Not unlike the advent of the printing press, emojis have broadened the scope of what a language could do for its speakers. Emojis create context in written communication in a way that has been next to impossible for centuries. We no longer have to guess if the sender of a message is laughing, giving you the side eye, or flirtatiously winking—you see a physical representation of that subtlety and context right on the screen. In this way, emojis have made written language visual like nothing before.
They also provide us with a kind of global super-language. Emojis have become a kind of lingua franca in global pop culture, maybe even more than English or Chinese. One doesn’t have to speak any foreign languages to understand what an emoji means; its meaning is intrinsic. Since this form of communication is so widespread as a result of the Internet, emojis are giving speakers of other languages a step into spaces previously dominated by speakers of major languages. Because of emojis, we can see cross-cultural communication reaching new heights.
All this impact then begs the question, how influential are Apple and Unicode if they single-handedly control the linguistic force of our time? The iOS 10 emojis feature several manifestations of a socially liberal slant; most notably, the inclusion of female professional and athletic emojis and the switch from the pistol emoji to a water gun as a stand against gun violence. While changing a few pixels on a screen obviously isn’t going to solve gender equality or senseless gun violence, it is a powerful symbolic gesture.

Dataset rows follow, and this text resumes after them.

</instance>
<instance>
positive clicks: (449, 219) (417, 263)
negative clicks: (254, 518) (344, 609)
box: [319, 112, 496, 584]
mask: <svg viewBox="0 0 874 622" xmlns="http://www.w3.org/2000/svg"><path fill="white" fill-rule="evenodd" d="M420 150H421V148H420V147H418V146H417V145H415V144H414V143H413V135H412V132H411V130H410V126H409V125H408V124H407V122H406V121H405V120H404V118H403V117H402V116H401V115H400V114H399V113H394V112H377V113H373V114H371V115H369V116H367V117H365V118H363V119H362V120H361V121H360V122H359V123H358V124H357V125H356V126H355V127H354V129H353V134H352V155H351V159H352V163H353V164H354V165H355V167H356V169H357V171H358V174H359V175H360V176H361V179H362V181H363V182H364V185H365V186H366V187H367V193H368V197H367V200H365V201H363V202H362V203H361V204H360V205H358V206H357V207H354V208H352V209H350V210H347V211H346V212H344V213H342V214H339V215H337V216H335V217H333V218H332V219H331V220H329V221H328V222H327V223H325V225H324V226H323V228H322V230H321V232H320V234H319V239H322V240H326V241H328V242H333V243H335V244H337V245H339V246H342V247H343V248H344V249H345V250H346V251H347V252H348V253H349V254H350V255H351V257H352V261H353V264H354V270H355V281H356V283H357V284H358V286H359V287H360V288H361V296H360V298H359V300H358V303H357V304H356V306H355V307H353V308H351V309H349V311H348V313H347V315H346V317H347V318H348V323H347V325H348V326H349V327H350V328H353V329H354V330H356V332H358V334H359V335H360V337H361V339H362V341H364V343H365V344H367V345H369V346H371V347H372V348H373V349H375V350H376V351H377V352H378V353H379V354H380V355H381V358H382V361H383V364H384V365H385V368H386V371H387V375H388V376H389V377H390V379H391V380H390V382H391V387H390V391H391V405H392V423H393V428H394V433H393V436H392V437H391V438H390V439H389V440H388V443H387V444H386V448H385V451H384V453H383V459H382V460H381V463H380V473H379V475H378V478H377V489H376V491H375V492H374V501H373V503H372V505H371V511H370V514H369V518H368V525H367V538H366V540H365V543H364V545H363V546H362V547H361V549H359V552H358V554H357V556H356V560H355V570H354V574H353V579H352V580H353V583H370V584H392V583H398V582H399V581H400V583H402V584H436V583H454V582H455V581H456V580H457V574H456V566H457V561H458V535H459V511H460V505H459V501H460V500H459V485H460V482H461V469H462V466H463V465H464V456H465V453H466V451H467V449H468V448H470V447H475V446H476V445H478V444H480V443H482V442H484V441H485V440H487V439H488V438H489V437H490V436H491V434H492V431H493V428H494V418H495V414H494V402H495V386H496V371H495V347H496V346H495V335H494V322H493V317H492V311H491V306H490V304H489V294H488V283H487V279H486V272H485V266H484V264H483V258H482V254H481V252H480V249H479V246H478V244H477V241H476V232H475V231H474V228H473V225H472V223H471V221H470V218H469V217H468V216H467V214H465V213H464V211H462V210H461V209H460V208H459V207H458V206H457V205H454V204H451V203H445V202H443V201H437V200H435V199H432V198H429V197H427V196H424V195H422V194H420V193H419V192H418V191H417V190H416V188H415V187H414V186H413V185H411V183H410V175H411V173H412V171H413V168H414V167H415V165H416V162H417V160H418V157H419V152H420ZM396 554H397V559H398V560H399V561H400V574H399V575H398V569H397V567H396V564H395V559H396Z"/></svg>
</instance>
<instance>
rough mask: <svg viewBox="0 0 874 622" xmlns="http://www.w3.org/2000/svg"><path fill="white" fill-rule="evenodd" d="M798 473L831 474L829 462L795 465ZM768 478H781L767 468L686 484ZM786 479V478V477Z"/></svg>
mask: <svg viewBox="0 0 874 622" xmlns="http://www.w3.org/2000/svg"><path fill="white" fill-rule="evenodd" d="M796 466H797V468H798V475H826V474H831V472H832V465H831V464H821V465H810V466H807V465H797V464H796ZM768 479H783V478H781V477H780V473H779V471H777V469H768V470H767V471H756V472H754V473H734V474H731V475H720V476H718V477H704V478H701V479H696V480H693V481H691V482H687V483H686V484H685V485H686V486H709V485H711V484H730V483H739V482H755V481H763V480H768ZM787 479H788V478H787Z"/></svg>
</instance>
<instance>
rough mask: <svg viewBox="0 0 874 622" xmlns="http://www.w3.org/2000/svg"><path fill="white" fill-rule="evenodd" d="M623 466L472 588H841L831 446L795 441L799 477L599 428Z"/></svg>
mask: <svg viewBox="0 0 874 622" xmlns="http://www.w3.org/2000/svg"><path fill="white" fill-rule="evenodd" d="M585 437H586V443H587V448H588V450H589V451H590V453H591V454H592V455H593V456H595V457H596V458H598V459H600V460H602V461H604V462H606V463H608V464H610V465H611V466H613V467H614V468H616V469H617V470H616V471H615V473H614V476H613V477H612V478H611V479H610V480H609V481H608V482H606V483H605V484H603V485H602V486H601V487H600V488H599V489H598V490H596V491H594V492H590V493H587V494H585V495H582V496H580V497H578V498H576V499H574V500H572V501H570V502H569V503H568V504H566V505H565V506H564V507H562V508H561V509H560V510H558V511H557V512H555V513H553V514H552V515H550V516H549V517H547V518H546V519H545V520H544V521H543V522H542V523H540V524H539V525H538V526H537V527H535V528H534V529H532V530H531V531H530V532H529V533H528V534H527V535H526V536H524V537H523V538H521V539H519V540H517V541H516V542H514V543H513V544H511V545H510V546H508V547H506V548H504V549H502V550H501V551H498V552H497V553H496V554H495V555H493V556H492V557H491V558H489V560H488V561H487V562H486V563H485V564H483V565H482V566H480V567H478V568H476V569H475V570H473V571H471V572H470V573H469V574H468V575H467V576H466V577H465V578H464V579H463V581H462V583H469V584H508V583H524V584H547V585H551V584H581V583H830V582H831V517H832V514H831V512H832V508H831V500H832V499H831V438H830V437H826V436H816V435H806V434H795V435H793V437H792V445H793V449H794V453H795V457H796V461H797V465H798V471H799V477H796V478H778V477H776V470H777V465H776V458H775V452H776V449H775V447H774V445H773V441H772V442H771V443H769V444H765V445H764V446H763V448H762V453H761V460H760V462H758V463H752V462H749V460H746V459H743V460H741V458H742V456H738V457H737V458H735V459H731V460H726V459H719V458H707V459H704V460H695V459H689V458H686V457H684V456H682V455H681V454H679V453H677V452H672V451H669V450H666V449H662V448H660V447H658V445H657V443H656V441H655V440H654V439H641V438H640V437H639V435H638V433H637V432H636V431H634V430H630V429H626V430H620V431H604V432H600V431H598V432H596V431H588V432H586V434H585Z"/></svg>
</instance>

This is compounded by the fact that Apple is the poster child for an all-American success story, build-it-from-the-ground-up kind of business, and thus anything Apple does is presented to the rest of the world as, at least partially, a part of American culture. By taking so strong a stance on hot-button issues in American politics, Apple is inviting the rest of the world to think critically about our sociopolitical failures. The change essentially guarantees a global discussion of what sorts of things are acceptable for our governments and cultures.
Those on the other side of such political issues criticize Apple for imposing a liberal worldview on iPhone users everywhere. But, really, as the curators of a new global language, don’t Apple and Unicode have a responsibility to represent the social climate of the times? Of course, Apple and Unicode are private companies, and private companies have the right to express their beliefs as long as they do not infringe on the rights of others. But what Unicode creates is more than a product—it’s a synthetic language, and languages reflect the values of the speakers. In this case, the speakers are a generation of global youth with a newfound commitment to social justice issues and a fervor for equal representation. So, Apple not only has the right but perhaps the obligation to shape the conversation around social controversies as it did with iOS 10, because they are the heralds of a new era, not only of technology, but of thought.
When it comes down to it, though, emojis may simply be too new, too lacking in linguistic and social heritage, for us to have any good answers to the questions posed after every iOS launch. What we do know is that emojis have invaded our zeitgeist, and they are so much more than useless teen speech. They embody a profound cultural shift toward mass representation and the inclusion of diverse voices.